I go to lunch with Laura who is black and Velina who may be German. We have the only yellow carts. Except for Greg, but women are more interesting to write about.

And I just don’t really like him.

The Oak Park Mall Food Court. It’s early, so I am not too overstimulated, though I often go to the mall just to be stimulated but today I want to be stimulated by the gentlemen working at European Bistro. When did these new food court eateries appear? I don’t even see what he looks like—and why are these people pushing free food samples on me? I don’t want to eat more than I have to at a food court. But I see that he is reading, a black book with Wicked green lettering, and though I approve of books, and of Wicked the book, I don’t approve of the sequels or maybe the book about the musical which takes a revolutionary and makes her a beautiful brat. I would flirt but I don’t know how and I also don’t know how to order a gyro. I have to instruct this faceless creature on what to put on it. I can’t handle this now, and I start to hyperventilate. Just the teeniest bit. He begins to ask me leading questions, which I answer confidently, but I after I determine that

Do you want any vegetables?

Yes!

Is not the end of the interrogation, I black out, and end up circling the food court entirely before settling with Laura and Velina at the table just behind where I stood as I apparently ordered sour cream rather than ketchup to go with my potato pancakes which are flattened Tater-Tots in a square.

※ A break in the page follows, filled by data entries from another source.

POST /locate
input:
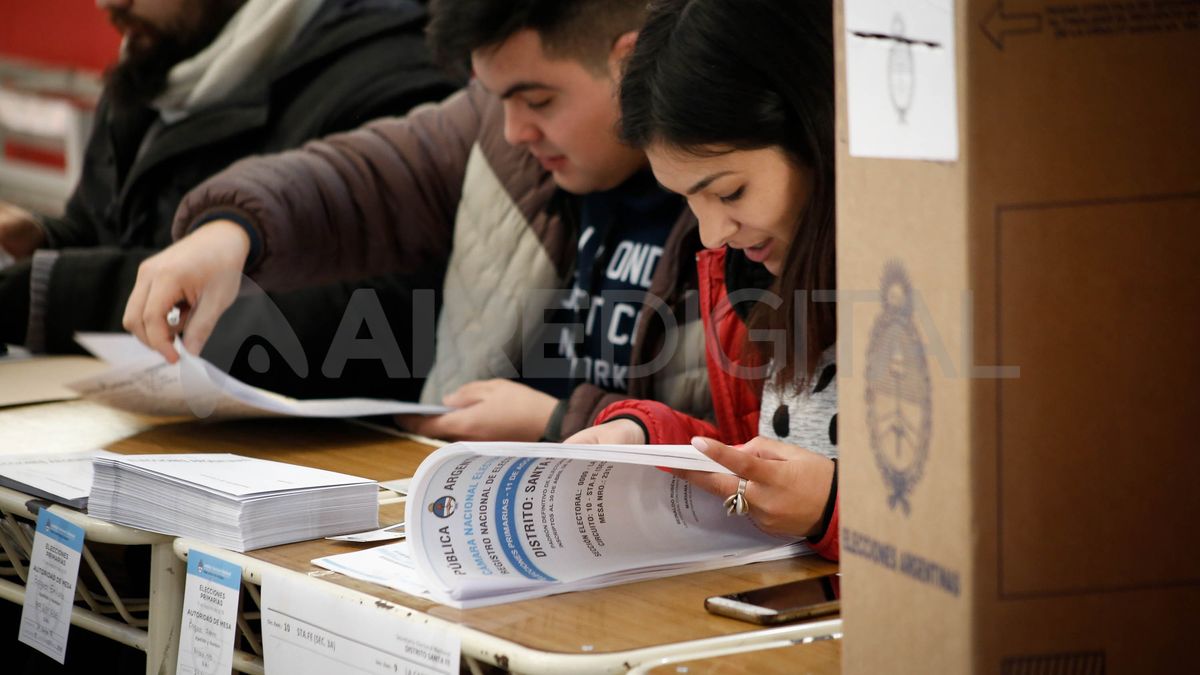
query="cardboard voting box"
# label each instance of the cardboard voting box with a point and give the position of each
(1018, 246)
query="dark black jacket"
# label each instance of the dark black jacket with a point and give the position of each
(355, 60)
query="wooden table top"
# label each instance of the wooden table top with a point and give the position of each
(606, 620)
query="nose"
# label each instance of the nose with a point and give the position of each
(715, 226)
(519, 129)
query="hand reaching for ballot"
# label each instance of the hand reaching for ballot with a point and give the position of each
(19, 232)
(202, 273)
(787, 485)
(622, 431)
(490, 410)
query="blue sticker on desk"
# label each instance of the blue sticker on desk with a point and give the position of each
(211, 568)
(60, 530)
(210, 615)
(49, 587)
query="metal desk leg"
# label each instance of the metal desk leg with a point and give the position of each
(167, 573)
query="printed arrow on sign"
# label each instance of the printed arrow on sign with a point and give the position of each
(999, 24)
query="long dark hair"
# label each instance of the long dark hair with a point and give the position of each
(748, 75)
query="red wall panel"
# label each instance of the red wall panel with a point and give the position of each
(58, 33)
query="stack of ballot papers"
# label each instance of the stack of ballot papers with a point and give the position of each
(59, 477)
(231, 501)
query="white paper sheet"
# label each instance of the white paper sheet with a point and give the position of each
(900, 79)
(144, 382)
(64, 426)
(313, 633)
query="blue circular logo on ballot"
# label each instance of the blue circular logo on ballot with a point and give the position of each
(444, 507)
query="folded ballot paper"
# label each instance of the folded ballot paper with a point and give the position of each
(142, 381)
(231, 501)
(492, 523)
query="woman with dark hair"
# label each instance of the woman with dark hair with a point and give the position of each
(732, 101)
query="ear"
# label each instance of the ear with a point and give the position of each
(621, 51)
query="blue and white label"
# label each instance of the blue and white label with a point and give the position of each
(210, 615)
(49, 589)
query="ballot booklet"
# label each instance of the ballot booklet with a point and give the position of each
(231, 501)
(491, 523)
(142, 381)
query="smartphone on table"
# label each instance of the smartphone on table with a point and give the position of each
(783, 603)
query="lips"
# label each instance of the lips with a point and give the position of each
(761, 252)
(551, 162)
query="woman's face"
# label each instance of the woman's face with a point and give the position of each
(749, 199)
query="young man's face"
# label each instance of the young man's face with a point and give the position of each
(564, 113)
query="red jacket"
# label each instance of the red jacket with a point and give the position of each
(736, 400)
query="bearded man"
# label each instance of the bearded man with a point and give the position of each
(198, 85)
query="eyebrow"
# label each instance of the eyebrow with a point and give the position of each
(706, 181)
(522, 87)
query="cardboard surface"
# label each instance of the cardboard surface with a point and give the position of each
(37, 380)
(1019, 352)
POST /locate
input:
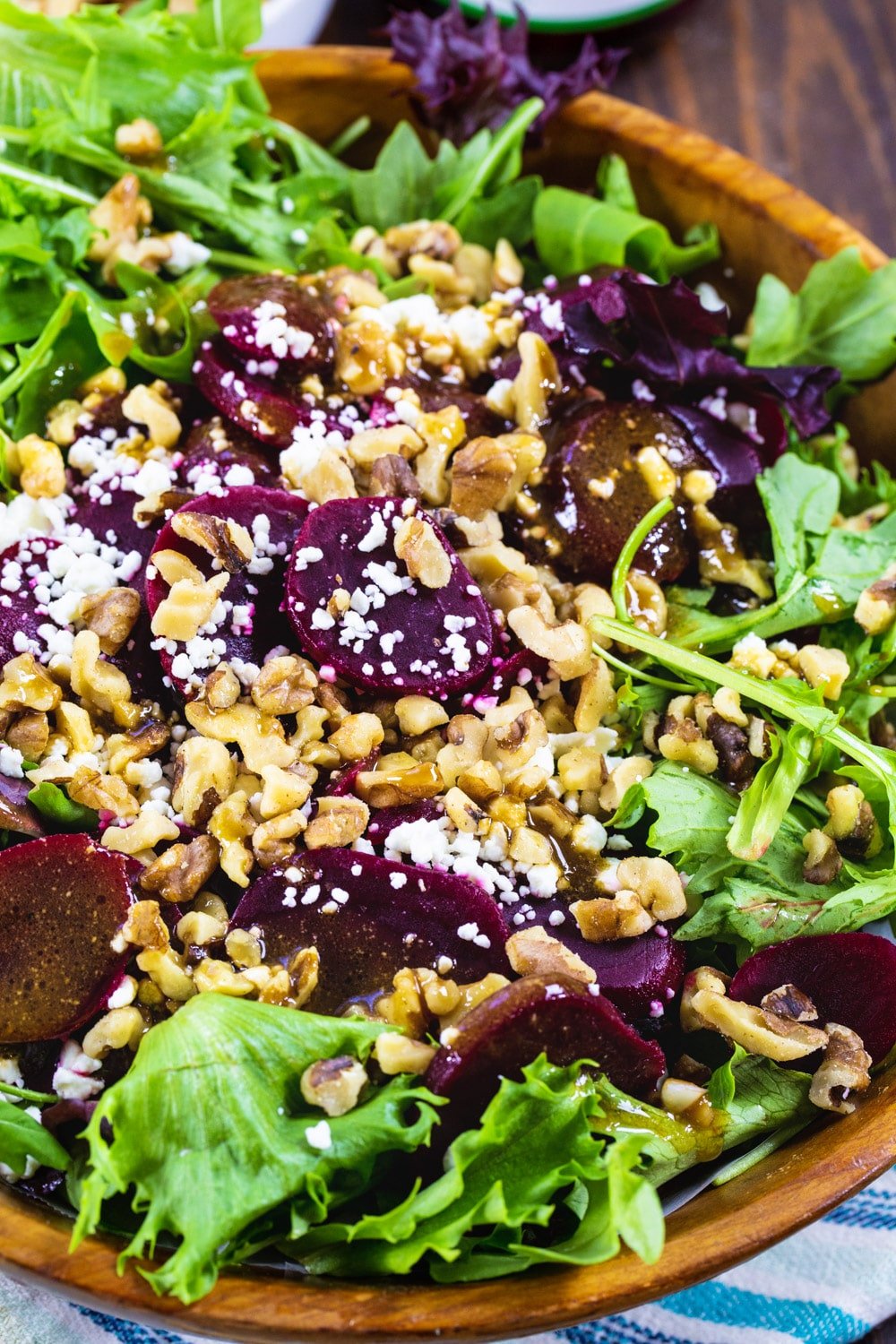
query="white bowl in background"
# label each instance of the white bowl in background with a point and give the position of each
(573, 15)
(293, 23)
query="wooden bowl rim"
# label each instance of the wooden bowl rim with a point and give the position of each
(785, 1193)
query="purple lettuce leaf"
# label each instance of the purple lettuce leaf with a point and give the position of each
(471, 75)
(664, 336)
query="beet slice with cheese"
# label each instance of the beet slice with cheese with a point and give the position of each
(265, 410)
(551, 1015)
(368, 917)
(62, 902)
(850, 978)
(24, 618)
(218, 454)
(598, 441)
(641, 976)
(250, 623)
(276, 319)
(397, 636)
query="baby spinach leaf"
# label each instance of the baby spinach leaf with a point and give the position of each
(22, 1137)
(844, 314)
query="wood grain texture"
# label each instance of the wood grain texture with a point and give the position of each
(806, 88)
(766, 225)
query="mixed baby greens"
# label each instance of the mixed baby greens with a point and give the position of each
(207, 1142)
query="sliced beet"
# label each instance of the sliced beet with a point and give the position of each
(62, 902)
(24, 620)
(850, 978)
(218, 453)
(384, 820)
(253, 624)
(277, 319)
(533, 1015)
(255, 403)
(598, 441)
(641, 976)
(16, 814)
(398, 637)
(521, 668)
(368, 917)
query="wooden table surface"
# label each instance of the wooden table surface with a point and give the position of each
(806, 88)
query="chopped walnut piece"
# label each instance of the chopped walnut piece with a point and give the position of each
(422, 551)
(390, 475)
(182, 871)
(112, 616)
(285, 685)
(187, 607)
(392, 785)
(532, 952)
(339, 822)
(845, 1069)
(788, 1002)
(397, 1054)
(758, 1031)
(607, 918)
(565, 647)
(226, 540)
(335, 1085)
(823, 857)
(481, 473)
(204, 776)
(852, 823)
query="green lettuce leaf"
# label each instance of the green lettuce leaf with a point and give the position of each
(22, 1137)
(538, 1160)
(844, 314)
(573, 233)
(210, 1133)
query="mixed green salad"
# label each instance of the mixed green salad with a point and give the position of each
(447, 781)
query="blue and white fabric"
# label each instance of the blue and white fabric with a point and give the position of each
(831, 1284)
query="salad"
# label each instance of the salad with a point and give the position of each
(447, 789)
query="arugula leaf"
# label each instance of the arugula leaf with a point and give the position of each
(54, 804)
(209, 1132)
(756, 1096)
(820, 570)
(22, 1137)
(575, 233)
(844, 314)
(538, 1139)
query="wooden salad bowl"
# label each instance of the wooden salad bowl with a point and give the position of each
(766, 225)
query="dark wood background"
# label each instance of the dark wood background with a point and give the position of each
(806, 88)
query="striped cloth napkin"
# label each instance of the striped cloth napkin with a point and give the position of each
(829, 1284)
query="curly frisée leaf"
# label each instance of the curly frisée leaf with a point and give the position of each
(210, 1133)
(538, 1160)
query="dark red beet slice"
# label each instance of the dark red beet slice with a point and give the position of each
(599, 441)
(253, 624)
(521, 668)
(850, 978)
(398, 637)
(641, 976)
(62, 902)
(24, 620)
(276, 317)
(220, 454)
(540, 1013)
(16, 814)
(254, 402)
(384, 820)
(368, 917)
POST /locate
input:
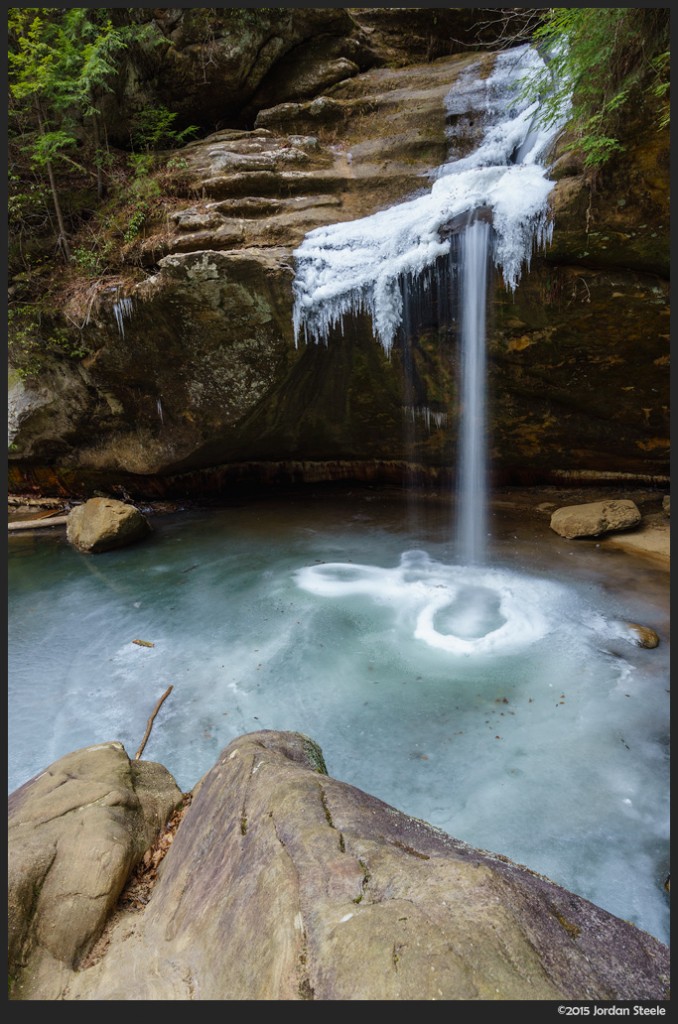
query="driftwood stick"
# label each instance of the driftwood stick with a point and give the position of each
(151, 721)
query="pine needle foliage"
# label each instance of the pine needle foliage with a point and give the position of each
(599, 61)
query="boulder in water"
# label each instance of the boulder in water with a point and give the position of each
(102, 523)
(595, 518)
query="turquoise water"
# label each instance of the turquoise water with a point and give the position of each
(549, 747)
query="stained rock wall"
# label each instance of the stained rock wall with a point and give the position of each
(203, 373)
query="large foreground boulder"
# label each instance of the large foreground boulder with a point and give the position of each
(285, 884)
(103, 523)
(75, 834)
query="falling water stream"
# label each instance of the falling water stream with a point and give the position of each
(486, 682)
(472, 475)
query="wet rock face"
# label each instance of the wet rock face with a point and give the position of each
(206, 373)
(283, 883)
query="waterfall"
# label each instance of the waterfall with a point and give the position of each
(471, 526)
(490, 205)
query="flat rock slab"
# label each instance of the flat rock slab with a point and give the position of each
(285, 884)
(595, 518)
(650, 541)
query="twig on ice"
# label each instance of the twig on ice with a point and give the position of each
(151, 720)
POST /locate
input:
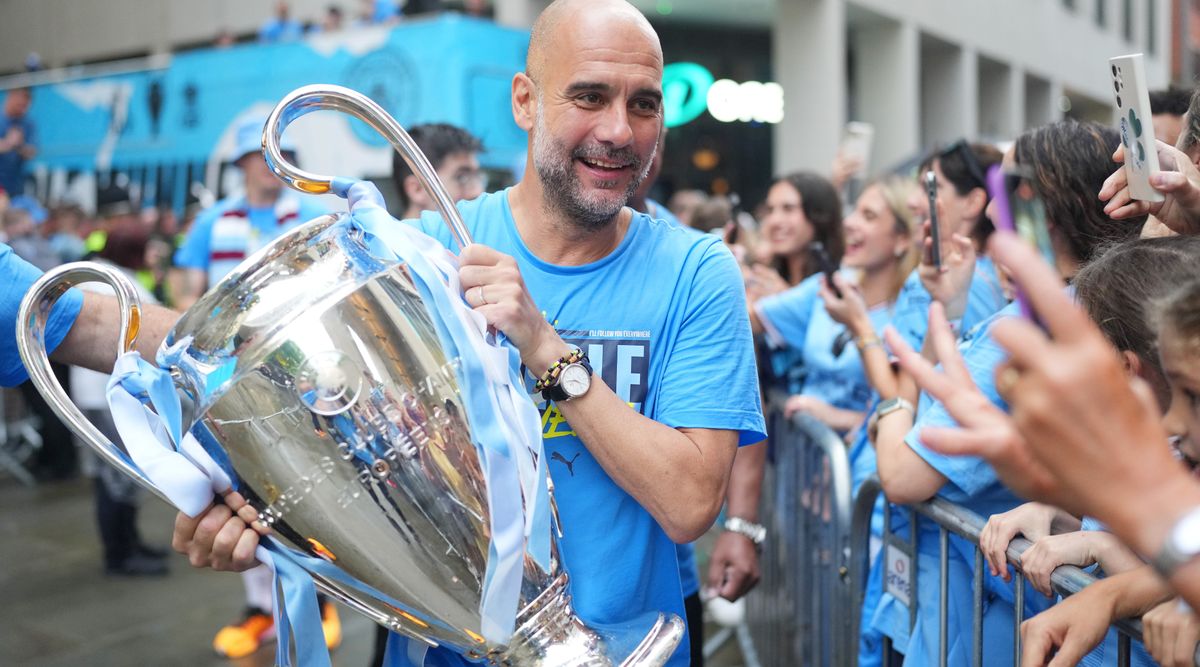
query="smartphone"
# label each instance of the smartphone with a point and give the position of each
(1020, 210)
(934, 230)
(1135, 125)
(856, 142)
(826, 264)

Tri-taters, potato wedges, potato pancakes. Some physiological or psychological or psychophysiosomatic trigger fires, neurons stop firing, and I settle on memories, litanies, of schoolfood.

Velina, a SMS parent, rants about my middle school across the street and I turn pink as I think how my parents make more than she does, I know because I live with them and I work with her and I cannot afford to live on her salary except with them.

My high school pride is perhaps fifteen years old, but the gold of the freshmen gym uniform I bought because we were told we could buy gold or black or white and I was the only one who chose gold is very much like the yellow of the carts of Laura, Velina, and Joe.

And Greg.

Who hopes that we had a nice lunch.

Did you have a nice lunch, Joe?

We went to the mall food court

I hurry past him, my cart now complaining about the ability to express opinions about cute stories in FYI long distance, because he often mistakes my cart for his and I don’t like any one touching it.

I clap along to Bernarda Alba the musical as I fill boxes from boxes on green shelves that don’t bend when you climb them like the brown ones, but I keep sweating off my headphones and I tire of taping them on. I work in silence.